Vice Governor of the China Construction Bank
- In office April 2013 – December 2020
- Governor: Zhang Jianguo [zh] Wang Zuji [zh] Liu Guiping

Personal details
- Born: May 1960 (age 66) Dongzhi County, Anhui, China
- Party: Chinese Communist Party (expelled in 2025)
- Alma mater: Dongbei University of Finance and Economics Peking University

= Zhang Gengsheng =

Chinese economist

Zhang Gengsheng (章更生 (Zhāng Gēngshēng); born May 1960) is a Chinese executive and economist who served as vice governor of the China Construction Bank from 2013 to 2020. As of November 2024 he was under investigation by the Central Commission for Discipline Inspection.
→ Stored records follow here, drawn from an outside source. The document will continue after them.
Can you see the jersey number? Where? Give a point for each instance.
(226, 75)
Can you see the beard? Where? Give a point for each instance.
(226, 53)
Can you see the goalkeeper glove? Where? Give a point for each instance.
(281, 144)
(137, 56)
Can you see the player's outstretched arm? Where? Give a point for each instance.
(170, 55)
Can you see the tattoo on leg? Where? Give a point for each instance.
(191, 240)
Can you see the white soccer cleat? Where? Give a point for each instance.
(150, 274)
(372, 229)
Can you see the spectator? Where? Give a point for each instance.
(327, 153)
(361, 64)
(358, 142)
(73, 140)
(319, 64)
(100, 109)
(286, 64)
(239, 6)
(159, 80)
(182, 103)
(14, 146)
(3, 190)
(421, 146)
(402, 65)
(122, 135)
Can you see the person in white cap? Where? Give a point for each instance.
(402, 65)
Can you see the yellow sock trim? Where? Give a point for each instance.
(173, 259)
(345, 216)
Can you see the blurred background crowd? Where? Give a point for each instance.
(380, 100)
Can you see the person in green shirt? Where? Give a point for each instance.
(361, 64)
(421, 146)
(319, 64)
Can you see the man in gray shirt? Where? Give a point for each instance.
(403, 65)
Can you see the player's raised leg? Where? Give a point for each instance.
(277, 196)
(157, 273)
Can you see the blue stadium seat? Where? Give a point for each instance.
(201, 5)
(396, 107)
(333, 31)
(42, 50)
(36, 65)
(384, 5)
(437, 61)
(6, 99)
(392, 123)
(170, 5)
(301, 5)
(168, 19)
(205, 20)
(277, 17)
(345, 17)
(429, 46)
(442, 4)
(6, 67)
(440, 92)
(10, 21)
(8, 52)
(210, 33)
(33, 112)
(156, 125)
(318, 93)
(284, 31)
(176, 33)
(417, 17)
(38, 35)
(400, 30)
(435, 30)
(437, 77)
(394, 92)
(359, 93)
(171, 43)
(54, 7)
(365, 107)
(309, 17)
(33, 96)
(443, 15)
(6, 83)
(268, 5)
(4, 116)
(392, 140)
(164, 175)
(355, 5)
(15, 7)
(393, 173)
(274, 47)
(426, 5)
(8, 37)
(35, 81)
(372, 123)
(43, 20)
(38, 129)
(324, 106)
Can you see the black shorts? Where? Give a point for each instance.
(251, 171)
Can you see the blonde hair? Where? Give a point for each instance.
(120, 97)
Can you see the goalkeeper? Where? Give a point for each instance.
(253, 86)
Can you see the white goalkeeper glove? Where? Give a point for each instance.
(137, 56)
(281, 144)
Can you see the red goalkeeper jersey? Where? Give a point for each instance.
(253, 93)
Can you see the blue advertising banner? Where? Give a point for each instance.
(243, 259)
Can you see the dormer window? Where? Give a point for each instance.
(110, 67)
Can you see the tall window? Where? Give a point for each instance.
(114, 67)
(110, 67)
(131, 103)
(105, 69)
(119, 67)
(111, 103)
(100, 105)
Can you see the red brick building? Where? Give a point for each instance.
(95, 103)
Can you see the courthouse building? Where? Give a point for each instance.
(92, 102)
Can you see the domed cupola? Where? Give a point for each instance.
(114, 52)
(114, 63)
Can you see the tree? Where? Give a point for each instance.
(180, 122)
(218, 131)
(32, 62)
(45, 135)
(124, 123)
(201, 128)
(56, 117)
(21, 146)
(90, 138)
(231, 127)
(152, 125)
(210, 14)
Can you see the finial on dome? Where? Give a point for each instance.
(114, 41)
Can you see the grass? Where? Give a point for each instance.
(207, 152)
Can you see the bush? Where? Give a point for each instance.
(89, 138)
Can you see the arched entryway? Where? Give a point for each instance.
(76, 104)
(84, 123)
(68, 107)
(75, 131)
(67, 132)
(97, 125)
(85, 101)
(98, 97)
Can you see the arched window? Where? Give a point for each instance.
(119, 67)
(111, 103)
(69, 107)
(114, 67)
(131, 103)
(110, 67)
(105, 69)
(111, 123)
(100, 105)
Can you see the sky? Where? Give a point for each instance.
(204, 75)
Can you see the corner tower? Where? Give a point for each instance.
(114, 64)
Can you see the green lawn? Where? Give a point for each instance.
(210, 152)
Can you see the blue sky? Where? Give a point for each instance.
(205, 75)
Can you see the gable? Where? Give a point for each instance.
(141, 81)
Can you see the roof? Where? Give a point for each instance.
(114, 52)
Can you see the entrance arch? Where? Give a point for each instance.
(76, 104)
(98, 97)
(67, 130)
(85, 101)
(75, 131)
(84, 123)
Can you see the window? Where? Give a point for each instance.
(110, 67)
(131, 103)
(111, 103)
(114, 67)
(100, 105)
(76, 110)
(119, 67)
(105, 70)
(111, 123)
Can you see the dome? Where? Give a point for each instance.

== Early life and education ==
Zhang was born in Dongzhi County, Anhui, in May 1960. In 1984 he graduated from Liaoning College of Finance and Economics (now Dongbei University of Finance and Economics). In 2010, he obtained a master's degree in business administration for senior management from Peking University.

== Career ==
In December 1996, Zhang became vice governor of Three Gorges Branch of the China Construction Bank, rising to governor in September 1998. He served as deputy general manager of the Business Department of China Construction Bank in June 2000, and three years later promoted to the general manager position. He also served as general manager of Group Customer Department from March 2004 to December 2010 and vice governor of the Beijing Branch from October 2006 to December 2010. He rose to become vice governor of the China Construction Bank in April 2013, in addition to serving as chairman of CCB Life Insurance Co., Ltd..

In July 2021, Zhang became an outside director of the State Grid Corporation of China.

== Downfall ==
On 8 November 2024, Zhang was suspected of "serious violations of laws and regulations" by the Central Commission for Discipline Inspection (CCDI), the party's internal disciplinary body, and the National Supervisory Commission, the highest anti-corruption agency of China.

On 23 April 2025, Zhang was expelled from the CCP. On May 20, he was arrested by the Supreme People's Procuratorate. On September 8, was indicted on suspicion of accepting bribes and issuing loans improperly.